# Borracho



## Ignacio_arg

*Hola gente

Yo sé que la traducción para borracho en portugués es "bêbado"

Él está borracho = Ele está bêbado

¿Pero cómo puedo decir cuando alguien es un borracho? (osea que toma mucho alcohol y se emborracha con frecuencia)

Gracias por la ayuda.*


----------



## ddpp

Ignacio_arg said:


> *Hola gente
> 
> Yo sé que la traducción para borracho en portugués es "bêbado"
> 
> Él está borracho = Ele está bêbado
> 
> ¿Pero cómo puedo decir cuando alguien es un borracho? (osea que toma mucho alcohol y se emborracha con frecuencia)
> 
> Gracias por la ayuda.*



Puedes decir la misma palabra, solamente cambies el verbo "estar" por "ser". 

Ele está bêbado. (momento)
Ele é um bêbado. (siempre)


----------



## okporip

ddpp said:


> Puedes decir la misma palabra, solamente cambies el verbo "estar" por "ser".
> 
> Ele está bêbado. (momento)
> Ele é um bêbado. (siempre)


 
Y tenés otras opciones, más informales:

Ele é um manguaceiro
       "     manguaça
       "     cachaceiro
(...)

Ele bebe bem
   "         muito
   "         pra cacete
(...)


----------



## ddpp

Ele é um manguaceiro
" manguaça (bebida)...... manguaceiro
" cachaça (bebida) ....... cachaceiro

Ele é uma esponja
Significan cantidad todavía que no sea siempre:
Ele bebe bem
" muito
" pra cacete
" pra caralho

De todas formas bêbado no es formal, es la palabra cierta!


----------



## Vanda

Mais ainda: ele é um beberrão/_ alcoólatra._


----------



## ddpp

Vanda said:


> Mais ainda: ele é um beberrão/_ alcoólatra._



Beberrão também.

Ou ainda: "ele toma/bebe todas"

Já alcoólatra seria um exagero! Implica em dependência, tratamento... não fica só na diversão.


----------



## Vanda

Ah, o Aulete dá como sinônimo. Acho que depende da perspectiva do falante.


----------



## ddpp

É uma palavra muito forte para "apenas" uma bebedeira, um porre... 

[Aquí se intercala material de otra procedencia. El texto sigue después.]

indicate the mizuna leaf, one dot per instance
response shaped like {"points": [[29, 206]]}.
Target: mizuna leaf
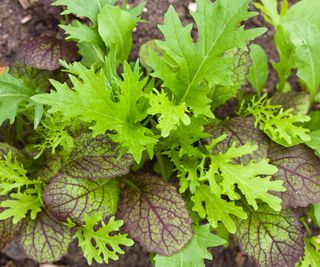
{"points": [[96, 157], [299, 168], [190, 70], [7, 229], [242, 131], [115, 28], [271, 238], [45, 53], [212, 207], [83, 8], [193, 254], [155, 215], [45, 239], [66, 197]]}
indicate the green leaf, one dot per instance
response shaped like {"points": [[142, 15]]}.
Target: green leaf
{"points": [[83, 8], [193, 254], [171, 114], [115, 28], [299, 168], [101, 244], [14, 94], [45, 239], [283, 126], [190, 70], [155, 215], [272, 238], [212, 207], [311, 252], [96, 157], [253, 178], [258, 73], [82, 33], [92, 100], [20, 204], [66, 197]]}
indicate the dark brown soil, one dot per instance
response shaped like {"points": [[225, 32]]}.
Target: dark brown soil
{"points": [[43, 20]]}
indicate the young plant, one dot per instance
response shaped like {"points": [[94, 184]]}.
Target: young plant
{"points": [[79, 163]]}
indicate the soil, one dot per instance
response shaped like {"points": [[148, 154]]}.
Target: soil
{"points": [[18, 26]]}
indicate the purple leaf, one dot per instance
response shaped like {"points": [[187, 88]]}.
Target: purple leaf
{"points": [[155, 215], [299, 168], [97, 157], [45, 239], [73, 198], [45, 53], [271, 238]]}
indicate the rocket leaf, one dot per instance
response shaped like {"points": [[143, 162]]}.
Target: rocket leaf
{"points": [[155, 215], [66, 197], [272, 238], [45, 239]]}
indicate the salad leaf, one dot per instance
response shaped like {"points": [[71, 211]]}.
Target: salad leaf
{"points": [[66, 197], [92, 100], [258, 73], [45, 239], [193, 254], [101, 244], [272, 238], [155, 215], [299, 168], [96, 157], [189, 70]]}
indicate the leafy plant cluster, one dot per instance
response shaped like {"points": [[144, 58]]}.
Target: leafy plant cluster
{"points": [[108, 152]]}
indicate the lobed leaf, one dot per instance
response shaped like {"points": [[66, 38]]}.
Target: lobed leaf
{"points": [[299, 168], [155, 215], [69, 198], [45, 239], [193, 254], [96, 157], [272, 238], [45, 52]]}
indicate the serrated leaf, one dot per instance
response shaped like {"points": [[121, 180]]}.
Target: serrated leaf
{"points": [[258, 73], [45, 239], [193, 254], [96, 157], [171, 115], [299, 168], [241, 130], [188, 69], [92, 100], [101, 244], [215, 209], [155, 215], [298, 101], [113, 20], [85, 8], [66, 197], [271, 238], [45, 53]]}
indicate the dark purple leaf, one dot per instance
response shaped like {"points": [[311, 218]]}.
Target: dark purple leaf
{"points": [[45, 239], [73, 198], [271, 238], [299, 168], [242, 131], [45, 52], [97, 157], [155, 215]]}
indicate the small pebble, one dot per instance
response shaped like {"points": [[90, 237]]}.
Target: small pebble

É, depende da perspectiva do falante.


----------



## sci_igor

Conseguiram enrolar o tópico inteiro.

Como en español, basta decir que él es un borracho y está cierto.
Existen tambien otras palabras para 'borracho', y 'pinguço' es una que se usa exactamente para este caso.

Ele é um bêbado
Ele é um pinguço
Ele é alcoólatra (parece un poco más formal)
Ele é um cachaceiro


----------



## Vanda

O que você chama de enrolação, nós os que estamos aqui há séculos, chamamos de abragência, de oferecer alternativas, de não querer ter a palavra final como se fôssemos os detentores exclusivos da língua.


----------



## Ignacio_arg

*Ah entonces se puede hacer como en español, sólo basta con cambiar el verbo "estar" por "ser"

Y también hay otras palabras (beberrão, pinguço, cachaceiro, alcoólatra etc)

Gracias por la ayuda*


----------



## WhoSoyEu

sci_igor said:


> Conseguiram enrolar o tópico inteiro.
> 
> Como en español, basta decir que él es un borracho y está cierto.
> Existen tambien otras palabras para 'borracho', y 'pinguço' es una que se usa exactamente para este caso.
> 
> Ele é um bêbado
> Ele é um pinguço
> Ele é alcoólatra (parece un poco más formal)
> Ele é um cachaceiro



Pero qué tio tan simpático...


----------



## sci_igor

Bom, desculpa qualquer ofensa. Não foi a intenção. =)


----------



## Istriano

*Bebum *é a palavra que você tá procurando.


----------